Travel and World Culture   
Myanmar
 Photo: Pavel Pospisil
Myanmar
  Photo: Pavel Pospisil

Myanmar: Flowing Down The Irrawaddy (cont.)

It is impossible to approach the blazing fire without squashing them underfoot. Queasily I decide that I can do without food for one night. My skin is crawling, as if the cockroaches are covering me; and in my haste to get away, I trip over a woman feeding her baby.

I return to the cabin and I curl up awkwardly beneath a grubby sheet.  It is close to impossible to sleep in a cabin with twenty other people in it. I lay awake in my bunk listening to the gentle chugging of the boat punctuated by occasional snoring. After a few hours I begin drifting in and out of sleep.

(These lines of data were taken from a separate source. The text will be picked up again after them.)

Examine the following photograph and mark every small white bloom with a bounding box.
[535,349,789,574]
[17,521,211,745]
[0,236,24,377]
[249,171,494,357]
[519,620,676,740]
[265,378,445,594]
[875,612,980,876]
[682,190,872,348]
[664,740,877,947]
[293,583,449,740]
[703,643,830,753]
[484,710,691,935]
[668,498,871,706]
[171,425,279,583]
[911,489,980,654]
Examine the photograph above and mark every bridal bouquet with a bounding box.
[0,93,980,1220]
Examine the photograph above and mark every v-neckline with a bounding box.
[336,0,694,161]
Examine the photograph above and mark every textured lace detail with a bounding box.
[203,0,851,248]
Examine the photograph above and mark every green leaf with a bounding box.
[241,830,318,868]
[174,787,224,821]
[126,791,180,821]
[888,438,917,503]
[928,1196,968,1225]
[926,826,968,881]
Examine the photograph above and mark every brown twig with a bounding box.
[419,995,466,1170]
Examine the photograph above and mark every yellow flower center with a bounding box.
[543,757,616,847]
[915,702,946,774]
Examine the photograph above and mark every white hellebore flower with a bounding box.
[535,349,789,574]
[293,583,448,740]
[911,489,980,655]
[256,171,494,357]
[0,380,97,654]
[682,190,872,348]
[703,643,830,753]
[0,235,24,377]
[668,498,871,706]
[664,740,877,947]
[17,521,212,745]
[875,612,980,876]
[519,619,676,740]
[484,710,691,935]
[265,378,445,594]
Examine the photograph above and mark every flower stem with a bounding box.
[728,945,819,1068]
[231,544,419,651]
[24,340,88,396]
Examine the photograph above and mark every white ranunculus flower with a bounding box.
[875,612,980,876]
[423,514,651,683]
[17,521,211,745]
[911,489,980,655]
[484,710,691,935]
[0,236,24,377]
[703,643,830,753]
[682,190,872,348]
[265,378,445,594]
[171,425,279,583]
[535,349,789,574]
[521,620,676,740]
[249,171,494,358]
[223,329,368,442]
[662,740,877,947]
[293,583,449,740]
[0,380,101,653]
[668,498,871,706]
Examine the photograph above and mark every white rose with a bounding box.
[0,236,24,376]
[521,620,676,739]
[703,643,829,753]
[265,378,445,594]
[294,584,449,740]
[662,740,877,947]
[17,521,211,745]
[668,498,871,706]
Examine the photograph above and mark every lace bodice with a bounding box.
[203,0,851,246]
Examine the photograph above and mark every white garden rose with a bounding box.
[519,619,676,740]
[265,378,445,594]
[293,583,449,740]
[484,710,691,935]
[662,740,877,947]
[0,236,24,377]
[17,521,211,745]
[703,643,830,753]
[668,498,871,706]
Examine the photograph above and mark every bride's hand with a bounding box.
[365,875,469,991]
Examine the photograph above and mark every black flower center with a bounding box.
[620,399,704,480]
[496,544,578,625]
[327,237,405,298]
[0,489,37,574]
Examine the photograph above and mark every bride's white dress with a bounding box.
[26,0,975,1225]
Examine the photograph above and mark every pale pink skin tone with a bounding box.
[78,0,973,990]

I am awoken at the crack of dawn by the sound of the others getting up. In this part of the world, getting up is generally a noisy affair that often includes hawking and spitting, raised voices, and little regard for those still asleep. Two women have already been to fill their thermoses and are now shouting to their husbands. The smell from the neighbouring toilet, its handle long since useless, wafts into the cabin each time the door is opened. A young woman taps me on the arm.

“We will soon be at Pagan,” she says. I sit up and rub my eyes. Gratefully, I accept a mug of hot tea sweetened with condensed milk. I wearily repack my bundle and go out on deck.

On the deck, almost everyone is awake, laughing, arguing, drinking tea and waiting for breakfast. Only the soldiers are still sleeping, slumped uneasily over their rifles.  We change course and are now approaching the shore. A group of food vendors are waiting eagerly to sell their wares, rice cakes and mohinga, the fishy noodle soup, which they’d probably been cooking since 3 am. 

With much clanking we dock. Two men leap ashore to secure the boat and position the gangplank. Before the vendors are able to board, I make my exit; the only other person disembarking is a woman with a cage of hens. There are friendly shouts from the crowded deck; and I turned to see some of the passengers waving goodbye. I wave back; then, lifting my reed bundle, I head for a waiting bullock cart.  After the usual exchange I climb up beside the driver; and as we jerk and sway along the dirt track into the ruined city, I look back. The vendors are walking away from the river bank, and the boat is back at midstream. No one is waving anymore. The foreign passenger is forgotten as the business of breakfast takes over.